A full 41 per cent of teenage respondents in the Pew survey said they never used email to communicate with their friends. “Email is almost exactly like how it sounds” to a young person, technology writer Damien Douani noted last year: “a mere electronic version of traditional paper mail with a mailbox and ‘carbon copies’ (CC).”

In other words, so last century.

Email is not made for easy interaction, collaborating, or coordinating, Douani continued. Its overuse has “resulted in watering down its significance. Even though there may be measures to prevent spam, so much of what is received goes directly into the trash.”

And “the volume of emails we send and receive is unsustainable for business,” Thierry Breton, CEO of the information-technology company Atos Origin, proclaimed last year. In February, he announced plans to eradicate company email within three years.

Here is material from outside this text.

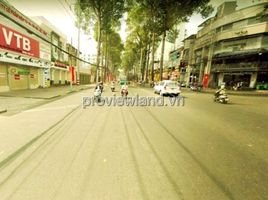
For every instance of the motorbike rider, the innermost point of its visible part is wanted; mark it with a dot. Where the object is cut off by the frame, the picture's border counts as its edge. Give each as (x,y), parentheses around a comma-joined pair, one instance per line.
(98,87)
(220,91)
(124,87)
(113,85)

“Email is on the way out,” he said.

“What’s the matter with Email?” Jill Duffy asked in PC Magazine last December. Frankly, email is wasteful. Sure, it doesn’t require chopping down trees like paper mail, but it creates a mess of data that often winds up in the hands of people who don’t need it. Those recipients waste their time reading messages just in case they do pertain to them, or more likely, deleting emails as a never-ending struggle to clear their inbox of irrelevant clutter. In both cases, the clock is ticking and the meter is running.

Ah, yes. The clock. So much to do. So little time. Less is more, so write less. Blathering on in an email is ineffective and wasteful of your time and that of the recipient.

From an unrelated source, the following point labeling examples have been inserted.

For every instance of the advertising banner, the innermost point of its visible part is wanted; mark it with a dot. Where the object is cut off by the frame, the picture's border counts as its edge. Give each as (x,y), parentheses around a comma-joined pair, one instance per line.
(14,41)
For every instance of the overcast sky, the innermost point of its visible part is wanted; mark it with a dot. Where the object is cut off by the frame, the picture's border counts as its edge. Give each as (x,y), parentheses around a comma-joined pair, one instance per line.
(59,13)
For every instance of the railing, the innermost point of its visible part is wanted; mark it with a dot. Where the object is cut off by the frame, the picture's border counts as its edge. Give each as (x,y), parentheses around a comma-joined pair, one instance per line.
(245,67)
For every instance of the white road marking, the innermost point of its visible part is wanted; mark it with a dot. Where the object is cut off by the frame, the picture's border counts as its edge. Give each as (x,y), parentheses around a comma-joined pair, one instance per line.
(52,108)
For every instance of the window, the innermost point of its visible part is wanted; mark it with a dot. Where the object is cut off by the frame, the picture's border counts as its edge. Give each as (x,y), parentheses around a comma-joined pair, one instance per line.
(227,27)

At work, I’m seeing an increase in bursts of information. Like fireworks, they pop up on my computer screen. And we use a program called Google Talk to communicate with our editors and close colleagues that’s another bleep-and-blurp system. It alerts you the instant someone has “messaged” you. And you blurp right back.

While there’s no limit on the number of words or characters one can send, most of these exclamations are short, on the old “KISS” theory that it’s best to “keep it simple, stupid.”

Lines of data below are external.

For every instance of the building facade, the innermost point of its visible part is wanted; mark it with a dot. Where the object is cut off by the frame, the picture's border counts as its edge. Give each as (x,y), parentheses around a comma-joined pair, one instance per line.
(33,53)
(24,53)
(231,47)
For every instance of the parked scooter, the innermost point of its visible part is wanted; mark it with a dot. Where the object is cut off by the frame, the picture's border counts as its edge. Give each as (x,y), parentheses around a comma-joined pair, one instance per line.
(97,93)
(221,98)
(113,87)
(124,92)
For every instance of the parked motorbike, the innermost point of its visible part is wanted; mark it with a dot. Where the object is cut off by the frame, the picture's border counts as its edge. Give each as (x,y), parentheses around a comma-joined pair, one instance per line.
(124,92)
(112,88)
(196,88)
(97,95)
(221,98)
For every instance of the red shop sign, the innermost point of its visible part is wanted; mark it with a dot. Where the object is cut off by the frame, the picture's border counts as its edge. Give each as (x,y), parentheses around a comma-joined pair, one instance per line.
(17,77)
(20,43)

Here in Washington, Ted Leonsis, the owner of two professional sports teams — the ice-hockey Capitals and the basketball Wizards — was an avid, longtime emailer. An Internet pioneer at America Online, better known as AOL, Leonsis is at ease with the medium. He used it to promote his teams, comment on the comings and goings of players and coaches, and especially to chat one-on-one with fans. I once wrote him to complain about an announcer whose work I found substandard, and he replied within minutes, countering my criticisms point by point.

But earlier this month, Leonsis announced he was “pulling the plug” on email. “I just found myself spending an hour or two hours every day,” he told the Washington Post, “and it wasn’t helpful any more. I’m finding that meeting with people one-on-one, being on message boards, reading comments [online], it’s just a better, more efficient way.”

Most of us who aren’t multimillionaire executives have also tired of the daily drill of winnowing email wheat from chaff, only to have to reply to the 20 or 30 or 40 messages of substance that are left. And they keep coming, like ants lining up for their turn at the sugar in the pantry, all day long.

Email is overwhelming people — and not just teenagers — to the point that they’re scrambling for alternatives. Google tried to develop one called “Google Wave,” that involved a thread of text, photos, and “gadgets.” You could read, join, and comment on the wave at any time, and then propel it forward.

Not enough people did. Google discontinued the wave early this year. Observers concluded that it had too many features at a time when busy people craved simplicity.

No one knows for sure whether email will join a long line of communication marvels that once seemed indispensable and indestructible, only to become outmoded, archaic, and finally just plain dead: Cave pictographs. Smoke signals. Mail delivery by stagecoach. The telegram. Faxes. Handwritten letters.

They’re goners, or on the way out the door.

I’ve actually kept count of the number of penned personal letters I’ve received this year. It wasn’t hard. The number is three. In turn, I have sent one. “Penmanship teacher” must be right up there along with “telegrapher” and “typewriter repairman” among obsolete occupations.

Email software designer, too, before long.